News that Horizon Nuclear Power's projects at Wylfa Newydd and Oldbury on Severn in South Gloucestershire are to be scrapped has put the UK nuclear industry at a crossroads (click here).
Hitachi announced in September they were pulling out of funding the £16bn nuclear development on Anglesey and while investment vehicle Horizon Nuclear Power remained in business as the planning process for Wylfa continued and they tried to secure new investors, the curtain came down at the end of last week.
Horizon Nuclear Power Chief Executive Duncan Hawthorne believes nuclear power has a critical role to play in helping tackle our energy needs, meeting climate change targets and levelling up the economy through green growth and job creation.
But whether through cost concerns or risks associated with operating ageing plants, or both, many operators aren't convinced.
Toshiba pulled out of the Moorside plant at Cumbria in 2018 and Centrica scrapped plans to invest in new nuclear power back in 2013. Hinkley Point C, whose costs have risen £500 million and won't open until summer 2026, is the UK's solitary plant under construction.
So what next? Nuclear's glow isn't going to dim, even as the spotlight shines ever-more brightly on renewables.
Nuclear is low-carbon and its plants produce no greenhouse gas emissions during operation, and over the course of its life-cycle; moreover it produces the same amount of carbon dioxide-equivalent emissions per unit of electricity as wind, and one-third of the emissions per unit of electricity when compared with solar, according to the Nuclear Industry Association (NIA).

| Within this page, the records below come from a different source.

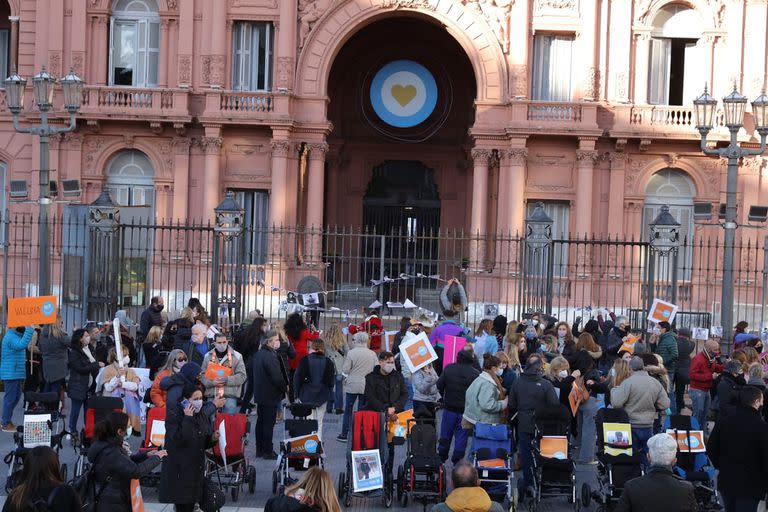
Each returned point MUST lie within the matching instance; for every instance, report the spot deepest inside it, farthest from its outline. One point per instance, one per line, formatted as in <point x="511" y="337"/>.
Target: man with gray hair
<point x="659" y="489"/>
<point x="642" y="397"/>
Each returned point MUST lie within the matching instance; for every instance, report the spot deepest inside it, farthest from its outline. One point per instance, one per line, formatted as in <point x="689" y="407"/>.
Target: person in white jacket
<point x="358" y="363"/>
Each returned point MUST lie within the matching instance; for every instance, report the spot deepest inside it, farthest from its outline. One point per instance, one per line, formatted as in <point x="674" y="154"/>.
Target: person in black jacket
<point x="385" y="391"/>
<point x="181" y="480"/>
<point x="114" y="466"/>
<point x="453" y="384"/>
<point x="269" y="388"/>
<point x="659" y="489"/>
<point x="83" y="369"/>
<point x="738" y="448"/>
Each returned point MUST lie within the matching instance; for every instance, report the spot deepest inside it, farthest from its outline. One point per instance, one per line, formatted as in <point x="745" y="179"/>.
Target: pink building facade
<point x="407" y="114"/>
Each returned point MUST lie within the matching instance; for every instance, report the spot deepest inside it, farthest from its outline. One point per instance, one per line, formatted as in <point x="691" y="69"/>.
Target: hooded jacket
<point x="468" y="499"/>
<point x="530" y="392"/>
<point x="455" y="380"/>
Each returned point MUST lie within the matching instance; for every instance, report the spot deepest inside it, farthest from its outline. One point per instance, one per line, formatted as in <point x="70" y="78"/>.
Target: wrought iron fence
<point x="97" y="271"/>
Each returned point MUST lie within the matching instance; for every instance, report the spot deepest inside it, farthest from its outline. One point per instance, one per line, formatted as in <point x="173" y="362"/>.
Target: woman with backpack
<point x="113" y="465"/>
<point x="41" y="487"/>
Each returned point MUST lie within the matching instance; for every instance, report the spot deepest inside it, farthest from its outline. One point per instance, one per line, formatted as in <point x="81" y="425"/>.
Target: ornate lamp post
<point x="43" y="85"/>
<point x="733" y="108"/>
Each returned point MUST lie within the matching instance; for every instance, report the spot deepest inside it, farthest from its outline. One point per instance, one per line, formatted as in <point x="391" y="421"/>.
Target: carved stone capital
<point x="280" y="148"/>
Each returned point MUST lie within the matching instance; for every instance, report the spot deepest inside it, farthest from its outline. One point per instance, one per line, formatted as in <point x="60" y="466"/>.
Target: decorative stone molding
<point x="280" y="148"/>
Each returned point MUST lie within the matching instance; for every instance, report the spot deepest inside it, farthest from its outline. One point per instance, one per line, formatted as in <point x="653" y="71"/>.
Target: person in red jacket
<point x="300" y="337"/>
<point x="373" y="327"/>
<point x="704" y="366"/>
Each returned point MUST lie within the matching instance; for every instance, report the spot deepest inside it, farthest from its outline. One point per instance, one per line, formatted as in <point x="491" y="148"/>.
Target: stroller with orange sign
<point x="231" y="469"/>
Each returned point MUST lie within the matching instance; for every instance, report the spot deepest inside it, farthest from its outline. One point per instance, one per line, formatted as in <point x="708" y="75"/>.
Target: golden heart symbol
<point x="404" y="94"/>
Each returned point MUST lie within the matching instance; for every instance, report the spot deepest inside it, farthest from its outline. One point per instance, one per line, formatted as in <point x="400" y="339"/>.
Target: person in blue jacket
<point x="13" y="370"/>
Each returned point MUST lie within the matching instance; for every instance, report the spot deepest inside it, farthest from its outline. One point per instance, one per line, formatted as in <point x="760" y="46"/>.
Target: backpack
<point x="86" y="487"/>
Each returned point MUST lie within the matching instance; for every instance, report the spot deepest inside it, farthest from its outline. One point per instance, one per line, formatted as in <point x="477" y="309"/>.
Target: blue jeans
<point x="74" y="414"/>
<point x="348" y="406"/>
<point x="450" y="429"/>
<point x="700" y="402"/>
<point x="11" y="399"/>
<point x="336" y="400"/>
<point x="526" y="455"/>
<point x="587" y="430"/>
<point x="640" y="437"/>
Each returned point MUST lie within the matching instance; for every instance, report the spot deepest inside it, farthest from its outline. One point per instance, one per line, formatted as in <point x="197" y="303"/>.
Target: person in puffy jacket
<point x="114" y="465"/>
<point x="452" y="385"/>
<point x="13" y="370"/>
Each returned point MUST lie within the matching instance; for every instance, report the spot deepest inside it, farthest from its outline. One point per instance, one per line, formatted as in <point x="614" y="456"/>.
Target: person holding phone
<point x="181" y="480"/>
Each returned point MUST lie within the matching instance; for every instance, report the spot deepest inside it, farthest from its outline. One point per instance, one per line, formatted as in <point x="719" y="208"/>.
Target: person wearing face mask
<point x="83" y="368"/>
<point x="228" y="386"/>
<point x="122" y="382"/>
<point x="182" y="476"/>
<point x="269" y="390"/>
<point x="115" y="467"/>
<point x="176" y="359"/>
<point x="385" y="391"/>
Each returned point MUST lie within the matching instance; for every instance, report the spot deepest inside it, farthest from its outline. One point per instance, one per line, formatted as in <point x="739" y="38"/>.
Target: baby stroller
<point x="615" y="467"/>
<point x="694" y="466"/>
<point x="300" y="454"/>
<point x="554" y="472"/>
<point x="369" y="432"/>
<point x="493" y="461"/>
<point x="42" y="427"/>
<point x="422" y="475"/>
<point x="96" y="409"/>
<point x="232" y="470"/>
<point x="154" y="439"/>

The UK has a long civil nuclear heritage dating back to the 1950s and keeping low carbon, nuclear power "at the centre of the UK’s energy mix" is a key priority for the NIA.
Officially the UK government is planning up to 16GW of new nuclear reactors from 2023 onwards (click here). But a "prudent energy policy" will involve sufficient investment across low-carbon technologies to ensure that power output and carbon targets can be met given the risk of delays at Hinkley, recommends the Climate Change Committee.
More than two thirds of the 442 nuclear power reactors in operation are over 30 years old and approaching – or have already reached – the end of their originally envisaged operational lifetime of around 40 years, according to the IAEA.
"Climate change mitigation is urgent, but the challenge of switching to an essentially decarbonized global power system is daunting,” said Mikhail Chudakov, IAEA Deputy Director General and Head of the Department of Nuclear Energy.
"Given the timescale and investments required to make this transition, the world cannot afford to sacrifice existing low carbon nuclear that can operate safely and competitively for decades more."
Perhaps one solution lies in more agile and modular concepts such as Rolls-Royce's plans for 16 mini-reactor sites (above).
But they may take a decade to come to fruition, and as with everything energy and environment related, time is of the essence.